Deming observed that after the coaching session, goals frequently fall by the wayside as people get busy with other things.

“You have to commit to a concrete date to follow up with them,” Thallemer advised. “You have to help people have accountability. Keep them engaged and ask them how they’re doing, even on a quick, one-minute basis. Virtual is all about confusion, so be clear. For example, you can simply say, ‘Good job today.’”

Added Thallemer, “Change is about people. We threw this change at people in one week. People have not had any time to process what this change has been. You have to be very empathetic. Their lives have been turned upside down. You’re less about pushing a goal right now, and more about being that safe place of ‘How are you feeling today?’ Helping the emotional side helps the work side.”

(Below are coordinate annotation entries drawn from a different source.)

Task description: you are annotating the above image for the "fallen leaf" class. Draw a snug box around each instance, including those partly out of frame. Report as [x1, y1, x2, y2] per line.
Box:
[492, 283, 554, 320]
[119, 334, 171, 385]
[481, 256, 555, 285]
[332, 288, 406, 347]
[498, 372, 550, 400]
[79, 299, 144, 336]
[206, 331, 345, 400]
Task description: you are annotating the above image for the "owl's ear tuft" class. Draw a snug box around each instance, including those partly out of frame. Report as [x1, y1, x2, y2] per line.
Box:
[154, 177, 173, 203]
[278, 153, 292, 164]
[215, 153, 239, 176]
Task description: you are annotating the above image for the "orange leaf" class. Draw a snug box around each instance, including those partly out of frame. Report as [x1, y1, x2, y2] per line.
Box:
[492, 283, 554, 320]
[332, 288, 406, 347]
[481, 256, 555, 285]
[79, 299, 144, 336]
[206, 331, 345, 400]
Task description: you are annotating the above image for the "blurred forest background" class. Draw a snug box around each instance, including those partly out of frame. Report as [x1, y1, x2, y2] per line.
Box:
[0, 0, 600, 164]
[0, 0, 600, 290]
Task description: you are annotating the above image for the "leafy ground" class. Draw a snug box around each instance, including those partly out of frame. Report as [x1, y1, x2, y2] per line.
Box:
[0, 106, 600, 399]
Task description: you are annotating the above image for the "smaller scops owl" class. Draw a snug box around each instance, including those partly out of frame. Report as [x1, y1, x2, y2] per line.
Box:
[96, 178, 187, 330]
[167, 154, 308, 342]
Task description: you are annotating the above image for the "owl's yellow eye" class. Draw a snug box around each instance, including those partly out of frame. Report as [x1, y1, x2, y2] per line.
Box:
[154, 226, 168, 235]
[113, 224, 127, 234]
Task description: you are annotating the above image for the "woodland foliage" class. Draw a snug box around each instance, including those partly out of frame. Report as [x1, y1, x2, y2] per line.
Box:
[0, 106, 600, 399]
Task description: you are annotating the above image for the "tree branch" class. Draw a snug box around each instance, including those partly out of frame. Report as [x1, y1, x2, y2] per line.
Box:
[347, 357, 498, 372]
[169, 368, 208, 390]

To set the best tone for the coaching conversation and help ensure a productive session, Thallemer suggested being “present” and removing any distractions. He also stressed the importance of applying “The 4 Cs” to coaching conversations.

“Clear, Cogent, Concise and Continuous,” Thallemer explained. “Clear means it’s a two-way conversation. Cogency means there’s a purpose to the conversation, that it’s not random. And that purpose should be to help [the employee] develop. Concise means get to the essence of what it is. Continuous means let’s keep these weekly conversations going. But if I start bringing my [management] agenda into it, then it’s not a coaching session.”

Summing up, Thallemer added, “Remember not everyone is virtually functional, so be patient and empathetic.”

Deming then noted, “Managers need self-care too.”

“Amen,” agreed Thallemer. “We forget about that!”